We have the potential drop across the capacitor is given as,
${V_C} = I \times \dfrac{1}{{\omega C}}$
Substituting 5.75 A for I, 50 rad/s for $\omega$ and $80\,\mu F$ for C in the above equation, we get,
${V_C} = \left( {5.75} \right) \times \dfrac{1}{{\left( {50} \right)\left( {80 \times {{10}^{ - 6}}} \right)}}$
$\Rightarrow {V_C} = \left( {5.75} \right) \times \left( {250} \right)$
$\Rightarrow {V_C} = 1437.5\,{\text{V}}$
The voltage drop across the resistor is given as,
${V_R} = I \times R$

Substituting 5.75 A for I and $40\,\Omega$ for R in the above equation, we get,
${V_R} = \left( {5.75} \right) \times \left( {40} \right)$
$\Rightarrow {V_R} = 230\,{\text{V}}$
We have the potential drop across the LC circuit is given as,
${V_{LC}} = I\left( {{X_L} - {X_C}} \right)$
As we have seen earlier, at resonance, ${X_L} = {X_C}$ .

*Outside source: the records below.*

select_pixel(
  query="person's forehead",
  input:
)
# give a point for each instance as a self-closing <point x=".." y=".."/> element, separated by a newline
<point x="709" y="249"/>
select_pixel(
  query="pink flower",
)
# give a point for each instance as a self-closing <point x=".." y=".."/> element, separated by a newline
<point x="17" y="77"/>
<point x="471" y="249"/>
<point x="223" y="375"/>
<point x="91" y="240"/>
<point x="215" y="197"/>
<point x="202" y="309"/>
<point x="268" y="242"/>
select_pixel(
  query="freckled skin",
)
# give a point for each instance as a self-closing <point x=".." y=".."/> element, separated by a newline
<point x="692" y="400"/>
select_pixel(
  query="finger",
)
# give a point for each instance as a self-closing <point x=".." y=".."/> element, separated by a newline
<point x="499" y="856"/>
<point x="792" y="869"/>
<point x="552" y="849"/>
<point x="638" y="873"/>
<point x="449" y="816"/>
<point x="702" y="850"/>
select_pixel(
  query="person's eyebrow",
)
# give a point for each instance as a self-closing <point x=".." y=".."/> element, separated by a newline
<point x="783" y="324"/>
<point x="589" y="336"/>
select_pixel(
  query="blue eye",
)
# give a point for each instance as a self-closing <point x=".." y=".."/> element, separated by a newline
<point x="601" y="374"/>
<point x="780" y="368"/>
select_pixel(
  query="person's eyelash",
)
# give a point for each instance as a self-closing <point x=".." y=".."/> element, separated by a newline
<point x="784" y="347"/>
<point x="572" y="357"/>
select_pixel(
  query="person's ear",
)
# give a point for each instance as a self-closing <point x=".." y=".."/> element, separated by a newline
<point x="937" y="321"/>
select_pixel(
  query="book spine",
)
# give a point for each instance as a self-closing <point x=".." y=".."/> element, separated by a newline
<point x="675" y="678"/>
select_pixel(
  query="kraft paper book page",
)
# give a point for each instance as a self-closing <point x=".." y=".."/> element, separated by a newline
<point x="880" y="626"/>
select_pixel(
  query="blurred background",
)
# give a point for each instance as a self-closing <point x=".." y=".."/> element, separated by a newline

Therefore, the potential drop across the LC combination becomes zero.

Note: The potential drop across the LC circuit at resonance is zero and therefore, ${V_{LC}} = I\left( {{X_L} - {X_C}} \right) = I{X_L} - I{X_C} = 0$
$\Rightarrow I{X_L} = I{X_C}$
$\Rightarrow {V_L} = {V_C}$
Therefore, the potential drop across both inductor and capacitor is the same at resonance as we see in the solution.At resonance, the impedance of the whole circuit that is resistance in the LCR circuit is only due to the resistor.